Lower bound for finding second largest element

In a recent discussion, I came across the idea of proving a lower bound for the number of comparisons required to find the largest element in an array. The bound is $n - 1$. This is so because the set of comparisons performed by every such algorithm looks like a tournament tree, which always has $n - 1$ internal nodes.

The obvious question is then, What should be the lower bound for finding the 2nd largest element in an array.


Solution 1:

The (tight) lower bound is $n + \lceil \lg n \rceil - 2$ (where $\lg n$ means $\log_2 n$).

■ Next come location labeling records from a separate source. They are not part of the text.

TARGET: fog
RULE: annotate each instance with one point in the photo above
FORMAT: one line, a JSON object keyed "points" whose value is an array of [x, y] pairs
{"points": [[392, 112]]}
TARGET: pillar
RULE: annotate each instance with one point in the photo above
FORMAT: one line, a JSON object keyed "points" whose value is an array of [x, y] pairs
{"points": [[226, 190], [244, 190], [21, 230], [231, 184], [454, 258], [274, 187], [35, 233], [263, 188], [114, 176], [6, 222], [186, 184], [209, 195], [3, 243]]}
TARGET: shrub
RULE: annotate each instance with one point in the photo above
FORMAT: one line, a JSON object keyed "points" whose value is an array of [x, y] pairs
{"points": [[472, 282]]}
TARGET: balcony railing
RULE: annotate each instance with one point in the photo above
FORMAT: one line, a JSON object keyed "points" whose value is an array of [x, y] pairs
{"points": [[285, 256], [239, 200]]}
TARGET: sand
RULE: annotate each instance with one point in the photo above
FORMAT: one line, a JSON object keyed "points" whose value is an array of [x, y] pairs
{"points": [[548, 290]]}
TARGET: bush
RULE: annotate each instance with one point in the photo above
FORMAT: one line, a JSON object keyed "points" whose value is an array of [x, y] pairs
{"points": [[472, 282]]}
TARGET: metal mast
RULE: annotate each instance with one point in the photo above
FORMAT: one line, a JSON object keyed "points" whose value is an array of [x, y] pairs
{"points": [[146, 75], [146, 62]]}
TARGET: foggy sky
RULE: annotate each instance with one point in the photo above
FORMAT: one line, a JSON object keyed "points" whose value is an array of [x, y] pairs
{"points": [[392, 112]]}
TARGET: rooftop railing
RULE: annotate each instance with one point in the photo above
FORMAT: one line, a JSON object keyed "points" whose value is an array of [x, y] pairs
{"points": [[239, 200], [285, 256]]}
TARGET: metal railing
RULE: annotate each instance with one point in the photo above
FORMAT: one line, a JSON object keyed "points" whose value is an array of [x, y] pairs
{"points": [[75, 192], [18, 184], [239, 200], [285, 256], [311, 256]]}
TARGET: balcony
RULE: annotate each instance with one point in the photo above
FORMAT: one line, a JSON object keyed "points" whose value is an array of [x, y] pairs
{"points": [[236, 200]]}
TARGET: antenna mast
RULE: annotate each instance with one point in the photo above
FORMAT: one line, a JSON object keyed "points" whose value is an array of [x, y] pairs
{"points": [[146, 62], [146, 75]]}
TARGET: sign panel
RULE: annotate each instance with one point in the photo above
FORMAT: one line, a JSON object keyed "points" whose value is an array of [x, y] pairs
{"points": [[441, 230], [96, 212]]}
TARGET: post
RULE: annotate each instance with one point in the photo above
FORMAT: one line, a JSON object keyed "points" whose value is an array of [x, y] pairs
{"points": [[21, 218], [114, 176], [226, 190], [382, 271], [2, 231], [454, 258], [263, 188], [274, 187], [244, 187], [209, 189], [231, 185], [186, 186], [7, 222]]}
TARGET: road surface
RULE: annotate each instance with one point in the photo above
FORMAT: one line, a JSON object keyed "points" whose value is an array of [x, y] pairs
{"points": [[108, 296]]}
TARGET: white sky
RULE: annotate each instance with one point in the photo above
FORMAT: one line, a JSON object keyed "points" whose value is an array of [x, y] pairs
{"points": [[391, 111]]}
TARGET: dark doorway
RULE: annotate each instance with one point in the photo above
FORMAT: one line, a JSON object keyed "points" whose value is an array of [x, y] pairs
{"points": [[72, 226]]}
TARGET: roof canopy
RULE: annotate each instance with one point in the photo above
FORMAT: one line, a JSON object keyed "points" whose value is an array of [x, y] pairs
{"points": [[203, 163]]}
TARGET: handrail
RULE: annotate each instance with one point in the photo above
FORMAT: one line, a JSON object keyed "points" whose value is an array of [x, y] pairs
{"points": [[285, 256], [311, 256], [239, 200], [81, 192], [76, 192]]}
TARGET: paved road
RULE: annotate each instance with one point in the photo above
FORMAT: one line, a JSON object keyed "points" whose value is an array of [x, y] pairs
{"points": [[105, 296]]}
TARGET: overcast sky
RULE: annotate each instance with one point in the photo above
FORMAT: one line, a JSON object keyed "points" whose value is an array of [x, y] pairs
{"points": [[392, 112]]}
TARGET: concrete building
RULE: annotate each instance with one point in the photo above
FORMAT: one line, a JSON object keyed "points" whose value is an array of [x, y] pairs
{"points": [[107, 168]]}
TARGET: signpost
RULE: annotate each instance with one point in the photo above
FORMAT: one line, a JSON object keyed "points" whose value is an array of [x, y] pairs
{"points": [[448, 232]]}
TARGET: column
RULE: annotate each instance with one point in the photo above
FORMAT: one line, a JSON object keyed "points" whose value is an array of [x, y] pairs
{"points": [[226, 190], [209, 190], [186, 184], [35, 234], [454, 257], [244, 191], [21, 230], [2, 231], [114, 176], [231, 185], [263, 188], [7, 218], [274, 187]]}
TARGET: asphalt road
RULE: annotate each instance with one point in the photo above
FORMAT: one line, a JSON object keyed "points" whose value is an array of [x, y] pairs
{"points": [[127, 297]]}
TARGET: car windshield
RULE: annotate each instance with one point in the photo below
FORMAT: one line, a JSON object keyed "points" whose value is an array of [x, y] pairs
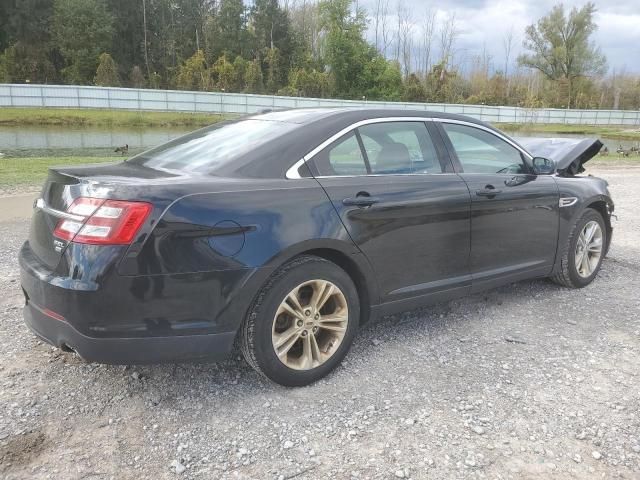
{"points": [[211, 147]]}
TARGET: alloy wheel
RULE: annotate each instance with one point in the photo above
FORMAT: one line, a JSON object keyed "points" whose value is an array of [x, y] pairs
{"points": [[588, 249], [310, 324]]}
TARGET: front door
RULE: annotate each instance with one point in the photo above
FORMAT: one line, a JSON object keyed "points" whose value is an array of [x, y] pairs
{"points": [[387, 184], [514, 213]]}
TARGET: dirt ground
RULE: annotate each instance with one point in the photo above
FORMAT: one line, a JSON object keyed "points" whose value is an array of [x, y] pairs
{"points": [[528, 381]]}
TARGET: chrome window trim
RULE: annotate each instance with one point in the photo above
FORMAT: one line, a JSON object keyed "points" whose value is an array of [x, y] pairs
{"points": [[489, 130], [294, 174], [42, 205]]}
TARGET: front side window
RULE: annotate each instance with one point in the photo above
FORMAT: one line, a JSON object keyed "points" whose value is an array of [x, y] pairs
{"points": [[480, 151], [389, 148]]}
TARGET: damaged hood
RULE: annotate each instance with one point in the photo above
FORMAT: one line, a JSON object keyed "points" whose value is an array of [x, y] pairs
{"points": [[569, 154]]}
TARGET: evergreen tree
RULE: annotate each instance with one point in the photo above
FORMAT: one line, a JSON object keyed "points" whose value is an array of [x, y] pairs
{"points": [[193, 74], [253, 77], [82, 31], [107, 72]]}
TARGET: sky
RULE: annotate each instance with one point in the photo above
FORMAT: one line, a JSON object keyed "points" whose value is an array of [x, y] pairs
{"points": [[483, 24]]}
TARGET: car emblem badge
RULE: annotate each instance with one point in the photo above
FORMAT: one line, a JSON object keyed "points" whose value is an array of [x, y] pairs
{"points": [[58, 245]]}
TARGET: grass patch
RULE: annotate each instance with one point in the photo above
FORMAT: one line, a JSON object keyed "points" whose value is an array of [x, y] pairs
{"points": [[19, 172], [99, 117], [618, 133]]}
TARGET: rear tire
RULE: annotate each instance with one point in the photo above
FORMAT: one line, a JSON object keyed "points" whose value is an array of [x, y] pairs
{"points": [[583, 251], [302, 322]]}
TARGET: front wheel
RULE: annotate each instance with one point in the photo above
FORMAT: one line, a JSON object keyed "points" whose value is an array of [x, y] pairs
{"points": [[302, 322], [584, 251]]}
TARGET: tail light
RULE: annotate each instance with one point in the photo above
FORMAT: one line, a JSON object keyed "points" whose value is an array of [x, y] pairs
{"points": [[102, 222]]}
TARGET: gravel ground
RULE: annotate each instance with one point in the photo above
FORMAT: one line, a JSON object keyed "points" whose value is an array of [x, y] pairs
{"points": [[528, 381]]}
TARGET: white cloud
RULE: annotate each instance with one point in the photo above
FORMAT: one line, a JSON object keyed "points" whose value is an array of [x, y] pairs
{"points": [[483, 24]]}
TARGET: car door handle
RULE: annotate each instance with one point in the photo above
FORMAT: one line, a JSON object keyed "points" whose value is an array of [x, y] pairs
{"points": [[360, 201], [488, 192]]}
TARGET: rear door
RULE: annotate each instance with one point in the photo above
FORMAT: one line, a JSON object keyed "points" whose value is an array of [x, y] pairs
{"points": [[402, 205], [514, 213]]}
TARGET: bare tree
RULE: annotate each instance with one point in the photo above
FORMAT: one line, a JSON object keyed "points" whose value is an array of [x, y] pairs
{"points": [[428, 28], [448, 35], [384, 27], [405, 37], [378, 20], [507, 45]]}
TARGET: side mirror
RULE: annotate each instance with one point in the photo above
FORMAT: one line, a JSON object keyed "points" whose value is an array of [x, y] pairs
{"points": [[543, 166]]}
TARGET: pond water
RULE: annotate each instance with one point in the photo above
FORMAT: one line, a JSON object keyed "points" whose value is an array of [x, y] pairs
{"points": [[59, 141]]}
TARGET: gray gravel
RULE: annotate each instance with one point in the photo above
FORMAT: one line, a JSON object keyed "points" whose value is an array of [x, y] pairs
{"points": [[528, 381]]}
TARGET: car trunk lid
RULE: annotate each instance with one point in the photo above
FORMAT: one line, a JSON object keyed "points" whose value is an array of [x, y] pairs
{"points": [[65, 184]]}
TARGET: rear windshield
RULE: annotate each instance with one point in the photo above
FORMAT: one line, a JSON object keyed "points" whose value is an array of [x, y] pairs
{"points": [[211, 147]]}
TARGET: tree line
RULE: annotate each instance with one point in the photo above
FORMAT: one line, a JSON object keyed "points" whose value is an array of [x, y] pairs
{"points": [[312, 48]]}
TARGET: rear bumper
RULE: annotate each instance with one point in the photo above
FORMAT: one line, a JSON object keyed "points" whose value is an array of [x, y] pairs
{"points": [[125, 351], [113, 319]]}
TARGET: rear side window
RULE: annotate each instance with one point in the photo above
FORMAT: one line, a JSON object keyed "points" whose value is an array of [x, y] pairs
{"points": [[343, 157], [399, 148], [480, 151]]}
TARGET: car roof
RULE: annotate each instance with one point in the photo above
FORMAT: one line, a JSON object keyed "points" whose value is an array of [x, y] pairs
{"points": [[303, 116], [312, 127]]}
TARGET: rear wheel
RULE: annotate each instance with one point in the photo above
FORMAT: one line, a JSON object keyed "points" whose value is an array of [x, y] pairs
{"points": [[302, 322], [583, 252]]}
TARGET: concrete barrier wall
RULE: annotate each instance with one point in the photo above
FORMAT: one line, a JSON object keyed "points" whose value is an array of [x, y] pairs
{"points": [[69, 96]]}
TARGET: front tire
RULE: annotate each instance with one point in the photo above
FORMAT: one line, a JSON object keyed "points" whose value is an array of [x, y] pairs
{"points": [[302, 322], [583, 252]]}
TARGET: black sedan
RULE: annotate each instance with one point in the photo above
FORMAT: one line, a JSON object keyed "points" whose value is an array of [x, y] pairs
{"points": [[285, 232]]}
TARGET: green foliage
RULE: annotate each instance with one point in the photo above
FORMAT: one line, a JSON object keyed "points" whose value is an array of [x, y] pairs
{"points": [[193, 74], [107, 72], [273, 61], [26, 63], [382, 80], [239, 68], [136, 78], [313, 48], [82, 30], [253, 77], [308, 84], [226, 31], [346, 50], [560, 46], [414, 90], [224, 74]]}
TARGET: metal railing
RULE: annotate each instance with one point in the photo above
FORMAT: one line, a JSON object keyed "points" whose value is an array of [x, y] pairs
{"points": [[69, 96]]}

I'll prove tightness first: that this can be achieved (apparently the idea is due to Lewis Carroll!). First find the maximum using a "tennis tournament" structure: first compare the $n$ elements in pairs, then compare the $n/2$ "winners" in pairs, and so on. (Unpaired elements get a bye to the next round.) Since every element except the winner loses exactly once, this takes $n-1$ comparisons. But now note that the second largest element must be one which lost to the winner, as it couldn't have been defeated by any other element. So you need to find the maximum among all the (up to) $\lceil \lg n \rceil$ elements that were defeated by the winner, and finding this maximum can be done in $\lceil \lg n \rceil - 1$.

We can prove this is a lower bound as well. Let the number of elements that lost to the maximum be $m$.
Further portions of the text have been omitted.